The Gospel in Your Pocket
There was once a man who set off on a journey to find a million-dollar bill. He sailed the seven seas and traveled through distant lands. He rode camels, trains, planes, and Harley Davidsons—anything that would take him somewhere he suspected he might find the million-dollar bill. After many years of frantic but fruitless efforts, he was ready to give up. One day, he was reaching into the many pockets of his many-pocketed cargo pants looking for some change, when he discovered, to his surprise, a pocket on the inside lining he’d not noticed before. He reached in, and to his amazement, he found a note from his father, wishing him well on his journey, and saying he hoped he’d appreciate the gift he left him. Puzzled, the man reached deeper into the new pocket and pulled out a million-dollar bill.
In that modern parable, we may be able to see the gospel afresh—that something remarkable was given to us long ago.
We rightly look forward to “that day” when we will experience the new heaven and the new earth and God’s blessings will overflow. But the good news we relish is not merely about the future. This good news was already accomplished for us in the past, and it pours over into the present. This “past tense” gospel tells us what is already done, which in turn tells us what we already enjoy. While we look forward to that day when “the earth will be filled with the knowledge of the glory of the LORD” (Hab. 2:14), this good news is also part of the story: “The whole earth is full of his glory” (Isa. 6:3).
Let’s note just a couple of examples of the million-dollar bill that’s already in our pockets. For one, the grace we enjoy today was given to us before we were born. Before we were even in the womb, “God raised us up with Christ and seated us with him in the heavenly realms in Christ Jesus” (Eph. 2:6). When Jesus ascended to the Father, in some sense, we did as well. And when Christ was seated in the heavenly realms, we were seated with him. We indeed look forward to life in the new heaven and new earth. But there is some sense, according to Paul, in which we already have been raised into heaven through our union with Christ.
Or take this word from Hebrews 10:14: “For by one sacrifice he has made perfect forever those who are being made holy.” Our perfection is already a reality through the “one offering” of Christ on the cross. This is not our own doing. It is something that comes from the grace of God. In the same way, the Lover tells the Bride in the Song of Solomon, “You are altogether beautiful, my darling; there is no flaw in you.” (Song of Sol. 4:7).
Process of sanctification long and grueling? Aren’t we warned about the cost of following Christ? Isn’t it assumed we are to grow in grace (see esp. 2 Pet. 3:18). Yes, but I believe we should think about all this from a fresh angle.

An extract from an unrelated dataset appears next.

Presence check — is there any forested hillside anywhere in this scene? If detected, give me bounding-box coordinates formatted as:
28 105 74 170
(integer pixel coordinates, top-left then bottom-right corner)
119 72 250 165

For example, is sanctification merely a process? 1 Corinthians 1:30 says something startling in this respect: sanctification is a person that has been given to us: “But by his doing you are in Christ Jesus, who became to us wisdom from God, and righteousness and sanctification, and redemption (nasb). Sanctification, wisdom, righteousness, and redemption are all embodied in the person of Jesus Christ. Since we have “put on Christ” and are united with him, since we are now in Christ (see Eph. 1), everything that is his is ours.
That is why Paul could confidently tell the Corinthians, “All things are yours, whether Paul or Apollos or Cephas or the world or life or death or the present or the future—all are yours, and you are of Christ, and Christ is of God” (1 Cor. 3:21b–23). Similarly, in the parable of the prodigal son, the Father tells the stubborn older son, “You are always with me, and everything I have is yours” (Luke 15:31). The gospel declares that God has given us every blessing through the death and resurrection of Christ.

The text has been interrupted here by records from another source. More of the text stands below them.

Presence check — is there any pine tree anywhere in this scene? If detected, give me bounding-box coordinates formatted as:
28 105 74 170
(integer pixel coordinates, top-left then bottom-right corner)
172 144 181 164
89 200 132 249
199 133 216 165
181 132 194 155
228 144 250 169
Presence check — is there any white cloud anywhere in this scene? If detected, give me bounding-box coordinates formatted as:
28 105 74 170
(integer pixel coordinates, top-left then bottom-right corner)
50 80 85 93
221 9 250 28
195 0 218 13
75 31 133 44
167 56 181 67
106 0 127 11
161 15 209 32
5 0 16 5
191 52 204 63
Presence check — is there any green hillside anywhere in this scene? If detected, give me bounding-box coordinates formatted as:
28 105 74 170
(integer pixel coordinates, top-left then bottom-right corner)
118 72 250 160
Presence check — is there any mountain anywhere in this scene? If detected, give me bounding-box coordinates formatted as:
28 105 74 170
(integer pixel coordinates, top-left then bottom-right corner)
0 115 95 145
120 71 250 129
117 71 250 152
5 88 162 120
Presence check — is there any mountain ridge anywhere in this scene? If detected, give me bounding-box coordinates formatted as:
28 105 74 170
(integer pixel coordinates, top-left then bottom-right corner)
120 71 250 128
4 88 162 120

Many more examples could be marshaled, but Paul says it best in Ephesians 1:3: “Praise be to the God and Father of our Lord Jesus Christ, who has blessed us in the heavenly realms with every spiritual blessing in Christ.” When Paul said, “I have been crucified with Christ and I no longer live, but Christ lives in me” (Gal. 2:20), he was not saying only part of Christ was in him. He tells us in Colossians 2:9–10, “For in Christ all the fullness of the Deity lives in bodily form, and in Christ you have been brought to fullness.” God has already brought us into the fullness of Christ through his grace. It is not something we have to attain. It is something to believe and rest in. If there is something left for us to do—and there clearly is—it’s not a matter of creating a new reality but of living into the reality that God has already given us.

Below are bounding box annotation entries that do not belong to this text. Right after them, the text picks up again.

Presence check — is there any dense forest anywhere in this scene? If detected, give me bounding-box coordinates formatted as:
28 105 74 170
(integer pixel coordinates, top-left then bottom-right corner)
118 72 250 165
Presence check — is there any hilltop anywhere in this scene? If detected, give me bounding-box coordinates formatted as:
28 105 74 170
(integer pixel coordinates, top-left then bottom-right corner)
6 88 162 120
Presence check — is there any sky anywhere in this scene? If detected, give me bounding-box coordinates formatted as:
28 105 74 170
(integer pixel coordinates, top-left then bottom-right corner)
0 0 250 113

We truly have already been gifted everything we’ll ever need through the grace of God in Christ. When people asked Jesus what works to do, he simply replied, “The work of God is this: to believe in the one he has sent” (John 6:29). There are plenty of good works to do, but these works cannot accomplish what Christ already accomplished for us. Good works are only an overflow of the joy we have because of the fullness of God we have been freely given.
So yes, we do experience spiritual growth in this life, but we are not growing to become something we are not. We are growing into who we already are: Millionaires in grace. In many respects, sanctification in this life is the process of realizing that we have a million-dollar bill in our pockets.
Dylan Demarsico is a writer based in Los Angeles, working on his master of divinity degree through Liberty University.